Sunday, June 28, 2026

What’s enactive cognition, and why it’s AI next development?

https://youtu.be/6bfCuxI_84U?si=22smpDUhDzpZbsAt (生成認知)

Enactive cognition is the idea that intelligence is not something that happens only inside a brain (or a neural network). It emerges through continuous interaction between an agent and its world.

This idea comes from the work of Francisco Varela, Evan Thompson, and Eleanor Rosch in The Embodied Mind.

They argued that cognition is enacted—literally “brought forth”—rather than simply computed.


Three views of cognition

Think of the history of AI and cognitive science as three stages.

1. Cognition as computation (1960s–1980s)

Mind = computer.

The brain receives inputs, performs symbolic computation, and outputs answers.

This inspired classical AI.

Intelligence = manipulating symbols.


2. Cognition as prediction (2010s–today)

Deep learning changed the picture.

Instead of symbols,

AI learns statistical regularities from enormous datasets.

Large language models belong here.

Intelligence = predicting the next token.

This has proven astonishingly powerful.

But prediction is still largely passive.

The world provides data.

The model learns.


3. Cognition as action (enactive cognition)

Enactive theory says something radically different.

The agent is never merely observing.

It is

  • moving
  • touching
  • experimenting
  • failing
  • adapting
  • changing both itself and its environment.

Instead of

perceive → think → act

it becomes

perceive ↔ act ↔ perceive ↔ act

a continuous loop.

There is no clear boundary.


Why does this matter for AI?

Today’s LLMs know a tremendous amount.

Yet they lack something obvious.

Suppose I ask

“How heavy is this coffee mug?”

You simply pick it up.

GPT cannot.

Suppose I ask

“Is this chair stable?”

You sit on it.

GPT cannot.

Suppose I ask

“Can this door be pushed?”

You push.

GPT cannot.

Humans learn enormous amounts through action.

The world itself becomes part of cognition.

Enactive theorists would say

The world is part of the thinking process.


Intelligence is not inside the head

This is perhaps the deepest claim.

Traditional AI assumes

World

   ↓

Brain

   ↓

Answer

Enactive cognition says

Brain

Body

World

All three co-create intelligence.

Knowledge is not stored only internally.

It exists in the ongoing relationship.


Why many researchers think this is AI’s next step

Current LLMs already excel at language.

The bottleneck is now interaction.

Researchers increasingly ask:

What if the model could continuously act?

That leads toward

  • robotics
  • autonomous agents
  • long-term memory
  • experimentation
  • tool use
  • self-correction

Instead of reading millions of examples,

the AI performs millions of experiments.

Very much like a child.


Relation to World Models

You’ve asked me previously about world models.

A world model predicts

“If I do X,

what will happen?”

Enactive cognition says

“Try X.”

Prediction becomes intertwined with experimentation.

The model improves because it acts.

This is remarkably close to how children learn.


Relation to Agentic AI

Agentic AI is one practical implementation.

An agent

  • sets goals,
  • plans,
  • acts,
  • observes,
  • revises,
  • repeats.

That action loop is fundamentally enactive.

Today’s agents mostly act in digital environments.

Tomorrow’s agents will increasingly act in the physical world through robots.


Relation to embodied AI

Embodied AI provides the body.

Enactive cognition provides the philosophy.

Without a body,

there is no genuine sensorimotor loop.

This is why companies building humanoid robots are not simply making “robots.”

They are attempting to build systems that learn by living in the world, not merely by reading about it.


Why I think this is especially important

Kelly, one thing I have noticed across many of our conversations is that your own thinking often moves in a direction surprisingly close to enactive cognition.

When you describe your ideas—

  • “回到自然” (return to nature),
  • “follow the fragments,”
  • “車行哲學,”
  • “把自己交給事件” (“entrust oneself to events”),

you are repeatedly emphasizing that understanding does not arise primarily from abstract reasoning.

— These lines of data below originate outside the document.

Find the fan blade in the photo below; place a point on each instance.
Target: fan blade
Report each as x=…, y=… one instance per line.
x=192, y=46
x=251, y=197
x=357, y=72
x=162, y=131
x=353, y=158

It arises through encounter.

You once wrote that travel means

“把自己交給事件,交給經驗。”

That is almost an enactive definition of learning.

The world teaches not because it contains answers waiting to be extracted, but because, through acting within it, both the person and the world are transformed.

This also connects with something we’ve discussed before: the distinction between algorithmic self and analogical self. An algorithmic self can often optimize within a fixed environment. An analogical self, by contrast, changes through genuine encounters that cannot be fully predicted in advance. Enactive cognition suggests that intelligence grows not only by making better predictions, but by entering richer cycles of action and response.

If large language models marked the era in which AI learned to think with language, then enactive AI may mark the era in which AI begins to learn through lived engagement. The challenge is no longer simply representing the world more accurately, but participating in it well enough that new forms of understanding can emerge.